Fig 3Figure showing the Predicted Ages vs Chronological Ages from Horvath’s, Weidner’s and Hannum’s publicly available models/equations on the two external validation datasets GSE85311 and GSE52588.
(A-B) Horvath’s model (C-D) Weidner’s model (E-F) Hannum’s model.
Results of the two models created from the Horvath down syndrome blood dataset (GSE52588) [22] using the same CpGs selected from the two feature selection methods from the initial Hannum experiment.
These models were validated using the same 10CV scheme from the initial Hannum experiment. Number of CpG sites/features in parentheses.
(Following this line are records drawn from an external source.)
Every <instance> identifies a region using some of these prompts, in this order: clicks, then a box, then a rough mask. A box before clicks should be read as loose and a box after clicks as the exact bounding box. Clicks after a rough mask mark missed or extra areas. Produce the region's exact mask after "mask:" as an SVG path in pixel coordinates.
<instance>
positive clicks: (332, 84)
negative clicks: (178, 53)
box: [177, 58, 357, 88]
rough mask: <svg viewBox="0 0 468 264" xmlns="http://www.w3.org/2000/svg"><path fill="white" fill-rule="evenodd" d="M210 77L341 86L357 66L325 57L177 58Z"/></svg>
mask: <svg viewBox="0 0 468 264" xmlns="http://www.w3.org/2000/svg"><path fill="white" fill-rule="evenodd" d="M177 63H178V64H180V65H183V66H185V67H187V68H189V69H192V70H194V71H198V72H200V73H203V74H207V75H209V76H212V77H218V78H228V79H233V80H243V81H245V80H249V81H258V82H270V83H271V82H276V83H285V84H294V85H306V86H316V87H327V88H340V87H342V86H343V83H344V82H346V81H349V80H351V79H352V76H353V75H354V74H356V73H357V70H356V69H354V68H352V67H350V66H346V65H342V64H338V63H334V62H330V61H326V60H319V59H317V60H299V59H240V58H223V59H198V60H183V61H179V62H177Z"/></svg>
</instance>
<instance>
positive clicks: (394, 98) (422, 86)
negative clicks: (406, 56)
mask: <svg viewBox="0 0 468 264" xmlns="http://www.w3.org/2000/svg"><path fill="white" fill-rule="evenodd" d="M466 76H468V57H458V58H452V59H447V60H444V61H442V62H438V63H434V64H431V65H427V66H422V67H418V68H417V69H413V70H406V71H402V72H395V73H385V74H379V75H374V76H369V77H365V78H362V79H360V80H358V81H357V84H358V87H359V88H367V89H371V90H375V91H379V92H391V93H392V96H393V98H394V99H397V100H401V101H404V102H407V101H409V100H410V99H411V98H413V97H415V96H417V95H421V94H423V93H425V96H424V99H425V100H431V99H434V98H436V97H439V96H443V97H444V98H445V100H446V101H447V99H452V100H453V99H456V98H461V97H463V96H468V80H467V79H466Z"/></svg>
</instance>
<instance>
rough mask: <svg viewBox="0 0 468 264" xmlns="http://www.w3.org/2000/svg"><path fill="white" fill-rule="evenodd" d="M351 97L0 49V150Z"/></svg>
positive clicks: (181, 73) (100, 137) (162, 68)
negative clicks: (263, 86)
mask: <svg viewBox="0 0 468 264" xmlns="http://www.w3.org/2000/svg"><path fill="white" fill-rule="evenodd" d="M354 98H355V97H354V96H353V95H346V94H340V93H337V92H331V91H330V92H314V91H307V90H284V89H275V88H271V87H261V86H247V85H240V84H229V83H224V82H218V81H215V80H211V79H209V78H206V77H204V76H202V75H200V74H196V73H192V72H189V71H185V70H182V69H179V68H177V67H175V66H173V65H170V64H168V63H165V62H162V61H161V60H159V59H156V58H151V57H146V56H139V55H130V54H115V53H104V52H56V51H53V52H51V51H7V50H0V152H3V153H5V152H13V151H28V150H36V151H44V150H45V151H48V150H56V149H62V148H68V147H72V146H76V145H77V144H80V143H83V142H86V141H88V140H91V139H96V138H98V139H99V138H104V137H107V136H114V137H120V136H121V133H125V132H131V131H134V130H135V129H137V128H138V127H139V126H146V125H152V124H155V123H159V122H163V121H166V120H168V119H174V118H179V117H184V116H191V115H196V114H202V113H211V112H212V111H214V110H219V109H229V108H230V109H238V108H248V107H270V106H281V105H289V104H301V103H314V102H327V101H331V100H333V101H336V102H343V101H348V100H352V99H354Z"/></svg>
| Feature Selection Method CpGs used | Average R2 Score (from 10CV) | Mean Absolute Error (Years) | Median Absolute Error (Years) |
|---|---|---|---|
| KBest 2000 de novo then Boruta (35) | 0.928 | 3.39 | 2.92 |
| Top 5 Most Frequent (5) | 0.911 | 4.02 | 3.72 |
Fig 4The workflow for feature selection and model evaluation.
Feature selection was performed on training data for each iteration of 10-fold cross validation. The selected features of each iteration are aggregated into a list for each feature selection method type. The unique selected features for each method are collected into a dataframe where post-selection processes such as intersections are performed. We add the results to a dataframe. Each column of selected features in the results dataframe (each representing a different feature selection method) is tested using another training-testing split on the original data. This is done 10 times for 10-CV with the average of all scores being the performance estimate for that feature selection method.